Connecting to an unrelated server, but using the www.alhurra.com domain
in the TLS handshake, results in an unsuccessful connection, as
demonstrated below.
curl -v --connect-to ::www.kernel.org: https://www.alhurra.com/
* Connecting to hostname: www.kernel.org
* Trying 136.144.49.103:443...
* TCP_NODELAY set
* Connected to www.kernel.org (136.144.49.103) port 443 (#0)
* Initializing NSS with certpath: sql:/etc/pki/nssdb
* CAfile: none
CApath: none
* loaded libnssckbi.so
* NSS error -5938 (PR_END_OF_FILE_ERROR)
* Encountered end of file
* Closing connection 0
curl: (35) Encountered end of file
Conversely, we are able to establish a connection to www.alhurra.com if
we use a different domain in the TLS handshake.
curl -v --connect-to :: www.alhurra.com: https://www.kernel.org
* Trying 23.40.114.89:80...
* TCP_NODELAY set
* Connected to www.alhurra.com (23.40.114.89) port 80 (#0)
> GET / HTTP/1.1
> Host: www.alhurra.com
> User-Agent: curl/7.66.0
> Accept: */*
>
* Recv failure: Connection reset by peer
* Closing connection 0
curl: (56) Recv failure: Connection reset by peer
* Trying 136.144.49.103:443...
* TCP_NODELAY set
* Connected to www.kernel.org (136.144.49.103) port 443 (#1)
* Initializing NSS with certpath: sql:/etc/pki/nssdb
* CAfile: none
CApath: none
* loaded libnssckbi.so
* ALPN, server accepted to use http/1.1
* SSL connection using TLS_ECDHE_RSA_WITH_AES_128_GCM_SHA256
* Server certificate:
* subject: CN=kernel.org,OU=PositiveSSL Multi-Domain,OU=Domain Control Validated
* start date: Oct 11 00:00:00 2016 GMT
* expire date: Oct 11 23:59:59 2019 GMT
* common name: kernel.org
* issuer: CN=Gandi Standard SSL CA 2,O=Gandi,L=Paris,ST=Paris,C=FR
> GET / HTTP/1.1
> Host: www.kernel.org
> User-Agent: curl/7.66.0
> Accept: */*
>
* Mark bundle as not supporting multiuse
< HTTP/1.1 200 OK
< Server: nginx
< Date: Wed, 25 Sep 2019 17:09:15 GMT
< Content-Type: text/html
< Content-Length: 16613
< Last-Modified: Tue, 24 Sep 2019 19:55:34 GMT
< Connection: keep-alive
< X-Frame-Options: DENY
< X-Content-Type-Options: nosniff
< Strict-Transport-Security: max-age=15768001
< Accept-Ranges: bytes
<
<!DOCTYPE html>
<html lang="en">
<head>
<title>The Linux Kernel Archives</title>
These results offer a strong indication that the blocking is happening
by means of SNI filtering.
Conclusion
Amid protests, both bbc.com and alhurra.com were blocked in Egypt on
22nd September 2019, as suggested by both OONI measurements and manual
curl testing.
During previous investigations, we
found
that Egyptian ISPs reset connections through the use of Deep Packet
Inspection (DPI) equipment.
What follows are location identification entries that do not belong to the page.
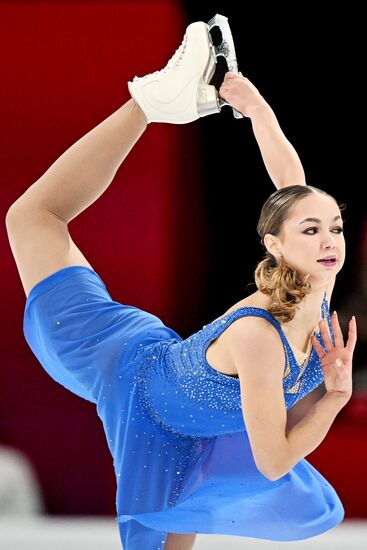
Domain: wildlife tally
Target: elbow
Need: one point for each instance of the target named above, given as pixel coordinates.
(272, 472)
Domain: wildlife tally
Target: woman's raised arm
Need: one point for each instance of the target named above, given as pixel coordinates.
(280, 158)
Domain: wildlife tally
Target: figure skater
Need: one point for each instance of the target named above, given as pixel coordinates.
(196, 427)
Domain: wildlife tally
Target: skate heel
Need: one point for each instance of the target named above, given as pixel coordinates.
(207, 99)
(181, 91)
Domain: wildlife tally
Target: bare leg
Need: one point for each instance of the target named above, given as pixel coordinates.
(85, 170)
(177, 541)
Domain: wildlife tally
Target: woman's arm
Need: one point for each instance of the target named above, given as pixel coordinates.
(280, 158)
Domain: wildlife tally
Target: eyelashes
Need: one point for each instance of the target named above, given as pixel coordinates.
(338, 230)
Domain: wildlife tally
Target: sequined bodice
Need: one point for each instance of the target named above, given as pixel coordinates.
(185, 394)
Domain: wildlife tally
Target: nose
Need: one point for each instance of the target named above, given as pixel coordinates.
(329, 242)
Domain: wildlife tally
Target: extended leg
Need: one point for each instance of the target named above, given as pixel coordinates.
(85, 170)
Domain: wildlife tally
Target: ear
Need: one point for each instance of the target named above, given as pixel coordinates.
(272, 245)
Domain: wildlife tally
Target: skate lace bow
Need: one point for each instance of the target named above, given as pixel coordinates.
(173, 62)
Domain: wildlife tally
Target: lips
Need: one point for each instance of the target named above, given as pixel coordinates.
(328, 258)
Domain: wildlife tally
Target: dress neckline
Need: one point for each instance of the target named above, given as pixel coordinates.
(307, 355)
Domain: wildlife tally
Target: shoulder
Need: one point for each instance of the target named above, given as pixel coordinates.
(252, 341)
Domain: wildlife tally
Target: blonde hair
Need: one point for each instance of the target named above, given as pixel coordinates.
(279, 280)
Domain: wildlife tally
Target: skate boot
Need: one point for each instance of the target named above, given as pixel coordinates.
(180, 92)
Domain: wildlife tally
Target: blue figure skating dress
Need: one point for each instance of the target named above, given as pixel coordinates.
(173, 424)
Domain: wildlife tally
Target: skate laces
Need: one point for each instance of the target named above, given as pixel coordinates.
(173, 62)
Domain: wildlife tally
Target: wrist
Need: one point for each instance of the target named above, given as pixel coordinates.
(338, 397)
(261, 111)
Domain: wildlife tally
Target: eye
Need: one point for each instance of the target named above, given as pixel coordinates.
(338, 230)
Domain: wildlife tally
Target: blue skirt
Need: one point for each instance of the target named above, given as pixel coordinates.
(99, 349)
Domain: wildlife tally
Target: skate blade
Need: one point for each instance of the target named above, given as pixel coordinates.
(225, 49)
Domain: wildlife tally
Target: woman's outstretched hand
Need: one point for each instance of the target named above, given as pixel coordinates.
(241, 94)
(336, 361)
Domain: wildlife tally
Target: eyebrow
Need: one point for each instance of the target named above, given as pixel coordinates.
(316, 220)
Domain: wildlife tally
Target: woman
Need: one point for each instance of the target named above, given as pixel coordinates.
(196, 427)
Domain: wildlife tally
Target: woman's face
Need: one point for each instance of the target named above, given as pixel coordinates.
(312, 232)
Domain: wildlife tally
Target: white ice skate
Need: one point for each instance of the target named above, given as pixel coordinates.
(180, 92)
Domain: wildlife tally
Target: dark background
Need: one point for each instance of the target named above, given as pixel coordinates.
(307, 63)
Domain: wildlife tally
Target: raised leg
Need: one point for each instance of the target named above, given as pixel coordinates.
(37, 223)
(85, 170)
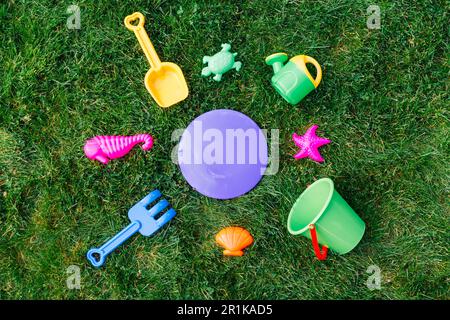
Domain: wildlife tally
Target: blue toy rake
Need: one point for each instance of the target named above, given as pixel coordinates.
(142, 220)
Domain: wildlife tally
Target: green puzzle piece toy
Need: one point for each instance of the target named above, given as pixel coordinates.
(220, 63)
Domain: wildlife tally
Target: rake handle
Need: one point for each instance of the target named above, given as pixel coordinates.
(97, 256)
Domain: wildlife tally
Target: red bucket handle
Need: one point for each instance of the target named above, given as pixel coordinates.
(320, 254)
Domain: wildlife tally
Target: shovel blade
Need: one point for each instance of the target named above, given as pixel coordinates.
(166, 84)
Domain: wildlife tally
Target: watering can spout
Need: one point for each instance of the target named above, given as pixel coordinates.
(277, 61)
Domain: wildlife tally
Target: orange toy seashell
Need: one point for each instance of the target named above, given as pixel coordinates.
(234, 239)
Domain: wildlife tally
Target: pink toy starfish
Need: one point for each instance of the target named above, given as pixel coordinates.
(309, 144)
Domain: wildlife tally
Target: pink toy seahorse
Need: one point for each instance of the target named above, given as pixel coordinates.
(105, 148)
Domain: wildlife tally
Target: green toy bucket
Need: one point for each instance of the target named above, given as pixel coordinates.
(322, 215)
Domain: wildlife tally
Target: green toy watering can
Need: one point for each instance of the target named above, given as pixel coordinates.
(322, 215)
(293, 80)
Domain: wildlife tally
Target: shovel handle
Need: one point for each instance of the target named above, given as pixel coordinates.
(320, 254)
(143, 38)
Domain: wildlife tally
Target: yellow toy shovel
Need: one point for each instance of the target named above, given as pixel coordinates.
(164, 80)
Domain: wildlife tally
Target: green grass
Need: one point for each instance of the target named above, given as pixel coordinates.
(383, 102)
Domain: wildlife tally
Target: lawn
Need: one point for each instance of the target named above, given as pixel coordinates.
(383, 102)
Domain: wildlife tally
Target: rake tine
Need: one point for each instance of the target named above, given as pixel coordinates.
(166, 217)
(157, 208)
(152, 196)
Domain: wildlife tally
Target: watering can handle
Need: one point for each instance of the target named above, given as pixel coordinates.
(143, 38)
(313, 61)
(320, 254)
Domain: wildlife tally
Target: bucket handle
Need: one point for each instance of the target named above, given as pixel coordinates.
(320, 254)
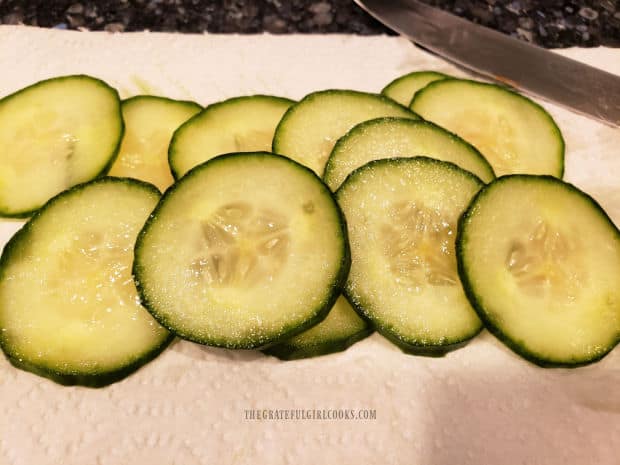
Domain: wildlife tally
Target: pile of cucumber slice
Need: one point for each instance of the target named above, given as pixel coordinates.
(427, 213)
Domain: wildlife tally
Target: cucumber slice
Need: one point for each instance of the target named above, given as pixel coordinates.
(310, 128)
(402, 215)
(540, 262)
(341, 329)
(514, 133)
(240, 124)
(69, 309)
(55, 134)
(403, 89)
(399, 137)
(149, 124)
(222, 257)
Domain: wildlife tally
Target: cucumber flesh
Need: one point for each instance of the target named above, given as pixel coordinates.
(221, 259)
(55, 134)
(311, 127)
(402, 215)
(540, 261)
(341, 329)
(400, 137)
(69, 309)
(149, 124)
(240, 124)
(515, 134)
(403, 89)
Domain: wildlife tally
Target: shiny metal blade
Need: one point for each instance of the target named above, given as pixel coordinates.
(578, 87)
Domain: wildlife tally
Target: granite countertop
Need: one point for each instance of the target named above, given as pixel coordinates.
(550, 23)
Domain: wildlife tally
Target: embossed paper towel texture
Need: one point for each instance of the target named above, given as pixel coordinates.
(478, 405)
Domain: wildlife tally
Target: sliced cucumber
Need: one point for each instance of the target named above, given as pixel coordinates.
(403, 89)
(341, 329)
(400, 137)
(231, 256)
(240, 124)
(149, 124)
(515, 134)
(69, 309)
(540, 262)
(55, 134)
(310, 128)
(401, 215)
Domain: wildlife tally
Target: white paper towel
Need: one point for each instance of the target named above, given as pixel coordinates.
(478, 405)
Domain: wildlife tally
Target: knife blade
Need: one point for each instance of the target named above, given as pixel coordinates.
(535, 70)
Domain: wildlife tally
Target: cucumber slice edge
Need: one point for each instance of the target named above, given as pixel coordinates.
(335, 289)
(212, 106)
(94, 380)
(364, 124)
(474, 300)
(106, 168)
(403, 344)
(513, 92)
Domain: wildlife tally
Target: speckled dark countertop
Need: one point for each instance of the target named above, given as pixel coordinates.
(551, 23)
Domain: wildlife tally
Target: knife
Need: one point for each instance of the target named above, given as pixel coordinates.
(573, 85)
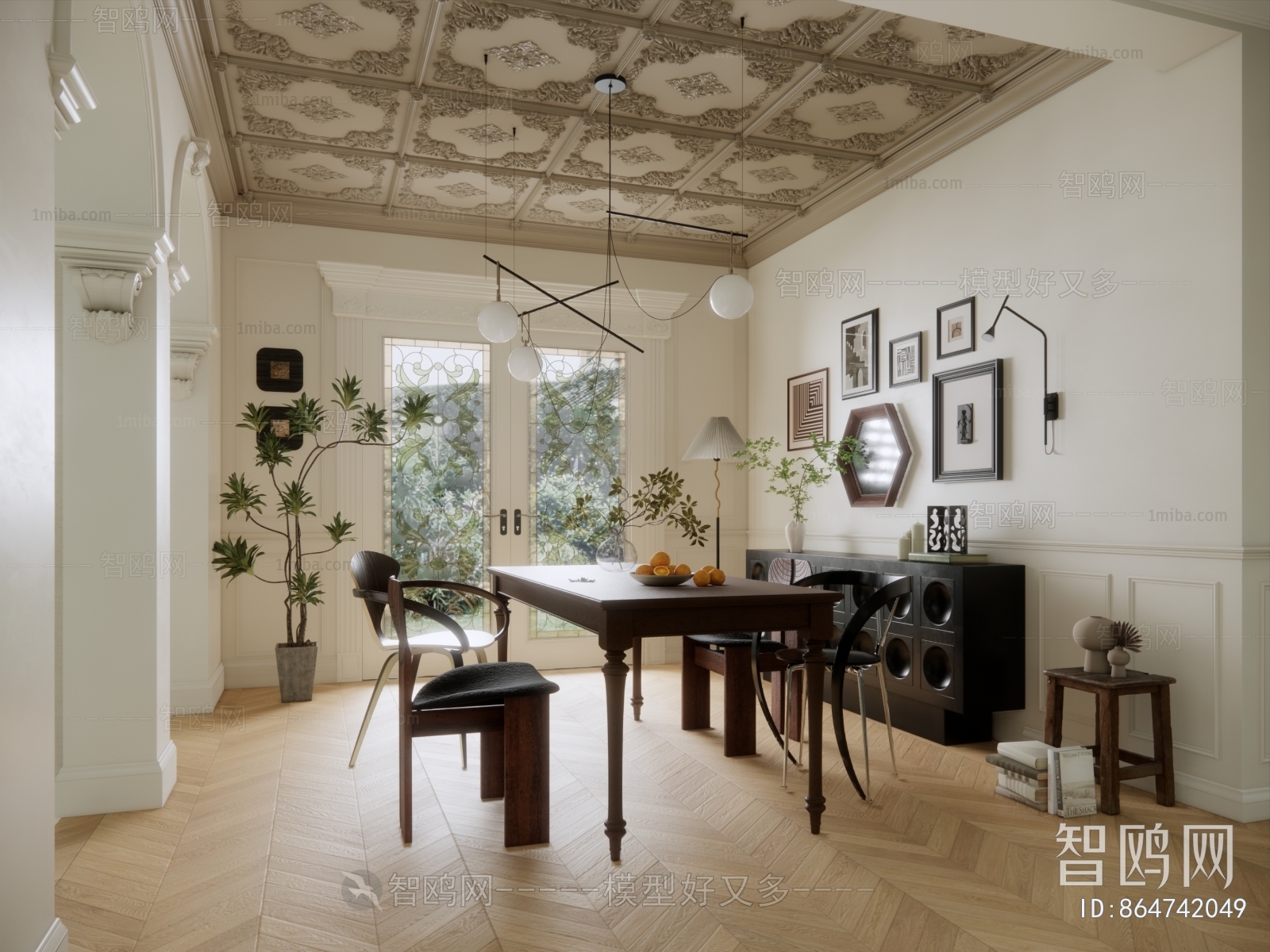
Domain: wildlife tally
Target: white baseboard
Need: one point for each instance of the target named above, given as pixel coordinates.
(264, 673)
(197, 696)
(56, 939)
(114, 789)
(1235, 804)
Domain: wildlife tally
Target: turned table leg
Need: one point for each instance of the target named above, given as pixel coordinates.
(615, 693)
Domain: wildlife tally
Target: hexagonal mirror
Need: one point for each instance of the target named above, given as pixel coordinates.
(878, 480)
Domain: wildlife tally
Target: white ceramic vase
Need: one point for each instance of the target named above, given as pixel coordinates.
(794, 535)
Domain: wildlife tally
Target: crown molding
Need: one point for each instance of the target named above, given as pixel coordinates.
(370, 291)
(1052, 75)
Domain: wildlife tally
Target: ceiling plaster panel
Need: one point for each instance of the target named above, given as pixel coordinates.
(317, 175)
(375, 37)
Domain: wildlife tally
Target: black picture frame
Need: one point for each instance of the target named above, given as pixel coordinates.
(901, 342)
(944, 422)
(964, 310)
(851, 327)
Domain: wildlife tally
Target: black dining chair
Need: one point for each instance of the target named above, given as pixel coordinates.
(884, 590)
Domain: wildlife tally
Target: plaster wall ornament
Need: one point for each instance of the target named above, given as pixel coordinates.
(201, 158)
(188, 344)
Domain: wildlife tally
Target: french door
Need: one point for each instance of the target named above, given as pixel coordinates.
(489, 478)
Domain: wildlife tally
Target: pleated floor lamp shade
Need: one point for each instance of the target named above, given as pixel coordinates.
(717, 441)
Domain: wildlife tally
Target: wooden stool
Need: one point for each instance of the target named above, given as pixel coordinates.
(1106, 723)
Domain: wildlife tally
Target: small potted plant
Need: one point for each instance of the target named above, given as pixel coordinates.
(1126, 639)
(660, 499)
(359, 424)
(795, 476)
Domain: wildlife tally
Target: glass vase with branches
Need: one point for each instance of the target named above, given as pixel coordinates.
(795, 476)
(357, 423)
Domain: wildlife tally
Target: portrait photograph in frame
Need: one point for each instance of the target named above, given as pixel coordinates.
(859, 353)
(806, 409)
(906, 359)
(967, 428)
(954, 329)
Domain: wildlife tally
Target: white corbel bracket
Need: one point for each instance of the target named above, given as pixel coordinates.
(190, 342)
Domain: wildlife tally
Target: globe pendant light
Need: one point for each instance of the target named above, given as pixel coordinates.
(524, 363)
(732, 296)
(498, 321)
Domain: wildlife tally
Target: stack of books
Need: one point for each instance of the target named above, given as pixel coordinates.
(1057, 780)
(1022, 772)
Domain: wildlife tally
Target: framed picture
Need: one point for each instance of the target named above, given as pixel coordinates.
(878, 479)
(806, 404)
(954, 329)
(860, 355)
(906, 361)
(967, 429)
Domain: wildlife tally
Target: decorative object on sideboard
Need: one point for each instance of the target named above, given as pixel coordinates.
(859, 355)
(1094, 635)
(795, 476)
(906, 359)
(279, 370)
(1126, 639)
(658, 501)
(954, 329)
(806, 410)
(359, 423)
(968, 432)
(718, 440)
(876, 474)
(1051, 405)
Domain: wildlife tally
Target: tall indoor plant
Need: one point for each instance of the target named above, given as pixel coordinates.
(356, 423)
(795, 476)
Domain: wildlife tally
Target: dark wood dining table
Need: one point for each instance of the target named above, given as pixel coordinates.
(620, 611)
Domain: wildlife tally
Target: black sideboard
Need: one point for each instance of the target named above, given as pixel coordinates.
(956, 651)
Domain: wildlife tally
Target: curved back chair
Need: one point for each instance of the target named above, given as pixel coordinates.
(887, 592)
(371, 571)
(506, 702)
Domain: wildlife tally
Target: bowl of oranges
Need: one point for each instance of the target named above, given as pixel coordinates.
(660, 571)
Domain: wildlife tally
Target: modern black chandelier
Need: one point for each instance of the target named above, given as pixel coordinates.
(730, 295)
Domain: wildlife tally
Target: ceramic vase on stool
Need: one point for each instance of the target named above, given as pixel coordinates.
(1094, 635)
(1119, 662)
(795, 532)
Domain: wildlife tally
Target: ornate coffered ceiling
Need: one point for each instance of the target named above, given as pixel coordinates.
(473, 117)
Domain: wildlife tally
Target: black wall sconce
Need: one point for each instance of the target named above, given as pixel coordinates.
(1051, 399)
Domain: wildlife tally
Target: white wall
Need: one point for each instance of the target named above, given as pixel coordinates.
(1123, 451)
(271, 277)
(27, 452)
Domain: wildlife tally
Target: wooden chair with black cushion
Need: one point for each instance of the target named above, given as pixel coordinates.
(728, 655)
(371, 571)
(506, 702)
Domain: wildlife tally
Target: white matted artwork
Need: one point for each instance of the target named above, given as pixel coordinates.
(968, 428)
(860, 355)
(954, 329)
(806, 404)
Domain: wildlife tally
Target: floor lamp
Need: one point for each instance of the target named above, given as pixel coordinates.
(717, 441)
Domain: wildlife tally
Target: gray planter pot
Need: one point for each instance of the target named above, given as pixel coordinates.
(296, 670)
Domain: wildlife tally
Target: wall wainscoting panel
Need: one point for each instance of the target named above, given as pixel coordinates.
(1180, 631)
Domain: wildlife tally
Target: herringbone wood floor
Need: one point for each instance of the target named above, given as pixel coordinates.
(252, 848)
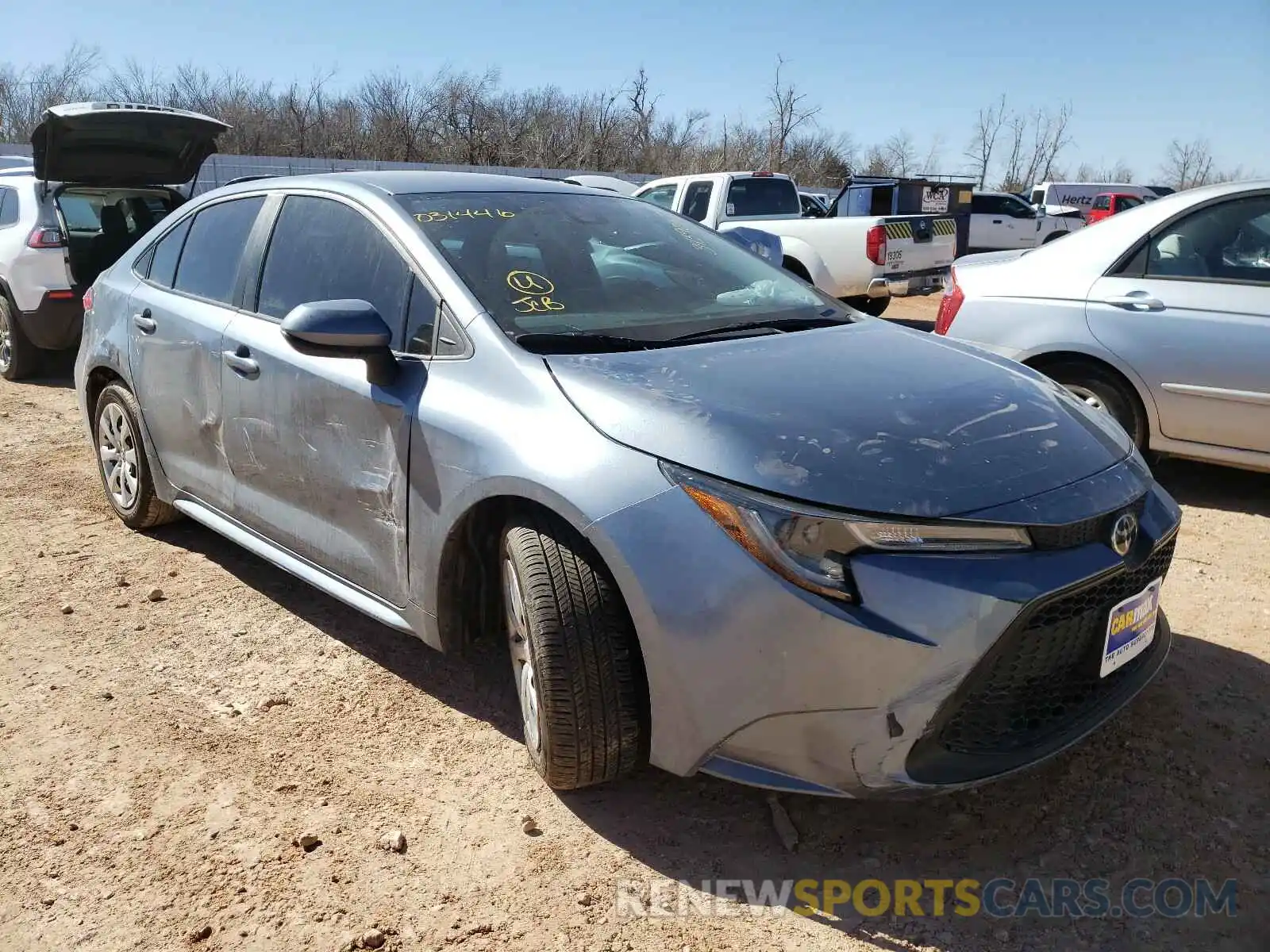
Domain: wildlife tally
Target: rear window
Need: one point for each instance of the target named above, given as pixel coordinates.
(82, 213)
(749, 197)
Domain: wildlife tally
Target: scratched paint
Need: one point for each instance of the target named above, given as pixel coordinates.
(799, 414)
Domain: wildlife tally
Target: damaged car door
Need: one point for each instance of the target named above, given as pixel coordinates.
(177, 314)
(319, 455)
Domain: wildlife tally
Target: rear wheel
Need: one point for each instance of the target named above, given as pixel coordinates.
(873, 306)
(1102, 390)
(575, 654)
(121, 461)
(19, 359)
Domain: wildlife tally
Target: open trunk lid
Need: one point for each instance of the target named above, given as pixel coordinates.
(122, 144)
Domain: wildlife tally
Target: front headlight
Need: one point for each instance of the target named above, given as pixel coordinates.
(812, 547)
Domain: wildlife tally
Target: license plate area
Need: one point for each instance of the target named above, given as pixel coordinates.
(1130, 628)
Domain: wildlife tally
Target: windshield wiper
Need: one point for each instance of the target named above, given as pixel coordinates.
(581, 343)
(778, 324)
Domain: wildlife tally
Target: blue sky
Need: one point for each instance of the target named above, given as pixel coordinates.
(1137, 74)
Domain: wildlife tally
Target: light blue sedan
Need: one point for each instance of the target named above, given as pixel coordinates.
(723, 522)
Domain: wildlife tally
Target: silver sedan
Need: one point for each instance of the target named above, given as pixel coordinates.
(1160, 315)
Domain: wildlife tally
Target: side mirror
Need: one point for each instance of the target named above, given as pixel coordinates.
(343, 329)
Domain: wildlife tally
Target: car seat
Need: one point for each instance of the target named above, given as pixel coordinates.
(114, 240)
(1176, 255)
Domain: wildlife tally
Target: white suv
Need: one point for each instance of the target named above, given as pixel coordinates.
(101, 177)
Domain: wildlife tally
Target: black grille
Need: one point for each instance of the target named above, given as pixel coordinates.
(1081, 533)
(1039, 683)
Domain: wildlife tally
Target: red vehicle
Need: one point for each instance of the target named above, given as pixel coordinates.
(1109, 203)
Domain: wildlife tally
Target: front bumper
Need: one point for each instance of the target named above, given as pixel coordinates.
(56, 323)
(756, 681)
(914, 283)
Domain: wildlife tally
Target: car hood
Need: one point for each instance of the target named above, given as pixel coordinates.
(122, 144)
(864, 416)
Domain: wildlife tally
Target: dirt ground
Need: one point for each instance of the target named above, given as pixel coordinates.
(158, 759)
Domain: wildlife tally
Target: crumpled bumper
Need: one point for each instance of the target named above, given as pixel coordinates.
(756, 681)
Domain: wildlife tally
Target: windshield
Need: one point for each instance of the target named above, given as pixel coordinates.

Manual testing performed for
bbc.com and alhurra.com suggests that it’s most likely the case (at least on TEData)
that censorship is implemented by means of DPI.
Based on the results we gathered, it appears that bbc.com & allhurra.com
could benefit from supporting Encrypted SNI on their backend
servers. By doing so, it may be possible to circumvent the block,
assuming that the browser used supports this feature (currently Firefox
supports it).
As more protests are planned
tomorrow, 27th September 2019, there is the risk that further censorship
events may be triggered in Egypt. This study can be expanded upon
through the use of OONI Probe for further
testing. OONI Run can be used to generate
shareable links that enable the coordinated testing of specific
websites. All OONI network measurement data
is openly published every day.
We thank all OONI Probe users in Egypt who made this study possible.